Recent reports from Battambang province also speak of other forms of military terror not connected to the activities of the military intelligence offices, particularly in a campaign of forced conscription villagers say is connected to anticipation of foreign military aid.
"Conscription is said to be linked with requests by the Phnom Penh government for assistance from Western countries," according to UN field report from Battambang dated July 21,1994, "it was clear that the military authorities need to fill their ranks, accounting for all the names provided earlier when Untac paid soldiers' salaries. In one case conscripts were being registered under the names of these "ghosts".
The report spoke of "conscription from the rice fields with soldiers shooting in the ground" and "in many recorded cases, whole adult populations sleeping for months on end in the fields to avoid being apprehended from their homes at night."
Other reports from Battambang spoke of additional consequences to the conscription campaign, including new campaigns of terror and extortion with soldiers "arresting people and telling them if they do not pay they will be sent to the front-line."
Aid workers in Battambang say that poor villagers with no money are running away and hiding and not planting crops. "If they are caught and have even a small piece of land we find they will sell it to avoid conscription."
Provincial aid workers say that rural development projects have been brought to a halt where conscription is being enforced as villagers flee.
The UN Center for Human Rights report concluded that "villagers feel totally helpless as they see no recourse against official arbitrary violence and abuses.

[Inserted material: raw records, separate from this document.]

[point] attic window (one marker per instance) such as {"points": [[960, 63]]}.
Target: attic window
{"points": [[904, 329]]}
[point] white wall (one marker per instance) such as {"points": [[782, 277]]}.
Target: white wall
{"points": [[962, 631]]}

"Deprived of any means to seek justice, even when their children are taken away and being murdered, they swallow their anger and sadness, bow to the powers that be, accept with resignation their fate and withdraw in silence, knowing after long years of oppressive experience that words can kill."
One relative of a young villager killed by military intelligence operatives said in April: "We are afraid of reprisals by the military. Here whoever has the guns, holds the villages. There is no justice. What we want now is to be left in peace."